37 La signification inclusive de « au moins un » rend compte ici de la valeur logique des propositions particulières. La particulière affirmative SiP énonce par exemple que quelque S est P, et son éventualité est compatible avec trois situations mentionnées dans les quatre questions ci-dessus : P peut être faux de quelques S (mais pas tous), être vrai de quelques S (mais pas tous) ou être vrai de tous les S, mais il ne peut pas être faux de tous les S. Il en ressort trois réponses affirmatives pour les trois dernières questions et une réponse négative pour la première, de sorte que la valeur logique de la particulière affirmative est R(SiP) = 0111.
38 On pourrait objecter à cette interprétation qu’elle ne tient pas compte de la signification usuelle de la particularité : Horn (2001) rappelle à cet effet la maxime de qualité de Grice, en vertu de laquelle une proposition exprime un acte de discours et a pour tâche de transmettre un maximum d’information à un interlocuteur. Cela veut dire que la proposition « Au moins une science est bonne » sous-entend que certaines sciences sont mauvaises, et le locuteur doit déclarer dans le cas contraire que toute science est bonne afin d’éviter une ambiguïté dans le sens de son propos. Bien que ce type d’implication pragmatique ou « implicature » concerne davantage le domaine des actes de discours que des propositions logiques, plusieurs philosophes ou linguistes (Jespersen, Blanché, Vasil’ev) ont revendiqué cet usage exclusif de la particularité et incompatible avec l’universalité. Plutôt que de trancher entre un usage inclusif ou exclusif, une logique des oppositions est capable de prendre en compte les deux interprétations en faisant du carré un nouveau polygone d’oppositions : un hexagone logique, créé d’abord par Sesmat (1951) et Blanché (1953) puis développé pour un ensemble d’expressions favorables à une tripartition du champ lexical. Dans le cas de la particularité, le sens exclusif aboutit à une autre valeur logique telle que R(SyP) = 0110 : P est alors vrai et faux pour quelques S (mais pas tous), mais cette éventualité est désormais incompatible avec le cas de figure où P est vrai de tous les S.
39 SaP : « Tout S est P »
SuP : « Tous les S sont P ou aucun S n’est P »
SeP : « Aucun S n’est P »
SiP : « Quelque S est P »
SyP : « Quelque S est P et quelque S n’est pas P »

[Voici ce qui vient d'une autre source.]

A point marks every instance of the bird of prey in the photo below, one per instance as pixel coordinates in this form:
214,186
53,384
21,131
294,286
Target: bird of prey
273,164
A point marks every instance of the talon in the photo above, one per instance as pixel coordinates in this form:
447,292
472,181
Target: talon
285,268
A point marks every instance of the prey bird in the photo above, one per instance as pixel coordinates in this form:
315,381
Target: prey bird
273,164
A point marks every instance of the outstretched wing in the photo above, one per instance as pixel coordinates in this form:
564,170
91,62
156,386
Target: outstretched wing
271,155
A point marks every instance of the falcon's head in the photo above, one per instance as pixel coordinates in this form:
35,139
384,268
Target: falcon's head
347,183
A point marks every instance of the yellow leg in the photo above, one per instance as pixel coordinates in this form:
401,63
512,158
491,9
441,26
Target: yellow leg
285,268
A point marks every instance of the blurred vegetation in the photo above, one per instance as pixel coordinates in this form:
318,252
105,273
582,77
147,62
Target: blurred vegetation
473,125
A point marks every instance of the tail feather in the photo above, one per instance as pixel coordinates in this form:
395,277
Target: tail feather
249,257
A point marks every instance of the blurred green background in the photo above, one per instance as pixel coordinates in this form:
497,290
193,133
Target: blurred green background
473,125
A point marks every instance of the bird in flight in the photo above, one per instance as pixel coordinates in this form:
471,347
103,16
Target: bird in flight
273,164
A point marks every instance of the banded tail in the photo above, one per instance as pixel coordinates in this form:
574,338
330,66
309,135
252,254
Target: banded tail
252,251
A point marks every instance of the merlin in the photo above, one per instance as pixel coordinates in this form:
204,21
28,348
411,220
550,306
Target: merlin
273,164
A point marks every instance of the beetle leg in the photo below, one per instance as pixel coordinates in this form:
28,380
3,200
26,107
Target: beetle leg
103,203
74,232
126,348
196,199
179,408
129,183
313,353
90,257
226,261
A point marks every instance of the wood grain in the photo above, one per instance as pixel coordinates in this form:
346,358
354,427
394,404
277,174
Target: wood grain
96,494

SoP : « Quelque S n’est pas P »
41 D’autres types d’expression pourraient être encodés dans SQR, au-delà des propositions quantifiées et complexes : Smessaert (2009) a proposé notamment une algèbre des propositions modales, où les quantificateurs universels et existentiels sont remplacés par les deux modalités de la nécessité et de la possibilité. Sans entrer dans les détails de cette manœuvre, l’idée générale de ce jeu de questions-réponses est de déterminer le sens des différents groupes d’expressions en termes de quantifications scalaires : une proposition complexe contient plus ou moins de propositions atomiques vraies ; une proposition quantifiée contient plus ou moins de sujets S vérifiant le prédicat P, etc. La même procédure pourrait être appliquée dans le cadre d’une logique des termes, où la négation ne porte pas sur des quantificateurs mais sur le prédicat et se décline sous la forme d’expressions négatives telles que les affixes antonymes.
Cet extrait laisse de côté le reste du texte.